Today’s insight discusses medications. Swallowing pills can be difficult for loved ones with dementia. Tips to be successful.

Transcription of Video:

Hi, I’m Deb Nygaard with Arthur’s Residential Care presenting today’s Insights from Arthur’s.

Pills can be a very difficult thing. In the beginning, when your loved one is still at home and they are not remembering to take their medications correctly, maybe they are duplicating or taking them three or four times a day because every time they wake up they think it is morning. You can find devices for the home that will regulate when the pills are released, so they are not even available to take them at the incorrect times.

I want to talk today about the end stages of the disease when simply taking pills is difficult. Sometimes you will see that when there is a thin liquid and a solid together, it’s confusing and they don’t know how to manage both. At times even soups are difficult, unless it’s all creamy and blended together. If you give somebody a set of pills to take and then you give them water, they might pocket the pill on the side of their cheek. They think that you obviously want them to drink the water, yet they don’t get the connection between the pills and the water. There is confusion between the two things as to how they relate.

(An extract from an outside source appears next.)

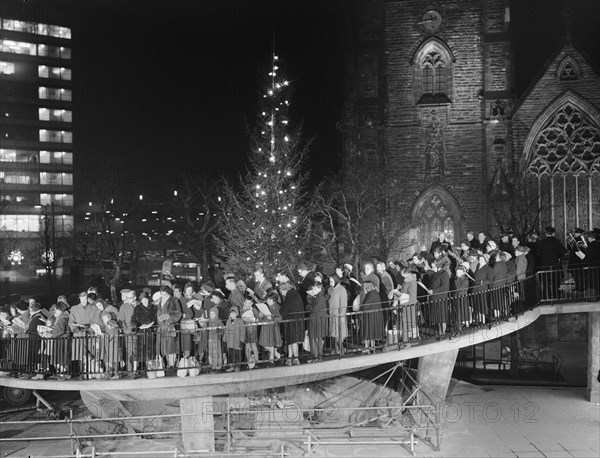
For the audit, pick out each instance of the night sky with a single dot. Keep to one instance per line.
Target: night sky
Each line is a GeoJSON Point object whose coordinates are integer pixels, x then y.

Here is a great trick that I learned from Teepa Snow: use jam. Place the pills on a piece of toast with jam.  A lot of times with dementia your brain is craving things that are sweet…and also salty.   But hide those pills in the jam. You are expecting jam to have some solid texture, it’s not a thin liquid. The toast is also a solid texture. If they are going to chew the pills you might not want it on toast, but maybe a spoonful of jam may work. You could also try foods like yogurt, applesauce or pudding.

I hope some of these tips work for you.

I’m Deb Nygaard with Arthur’s Residential Care.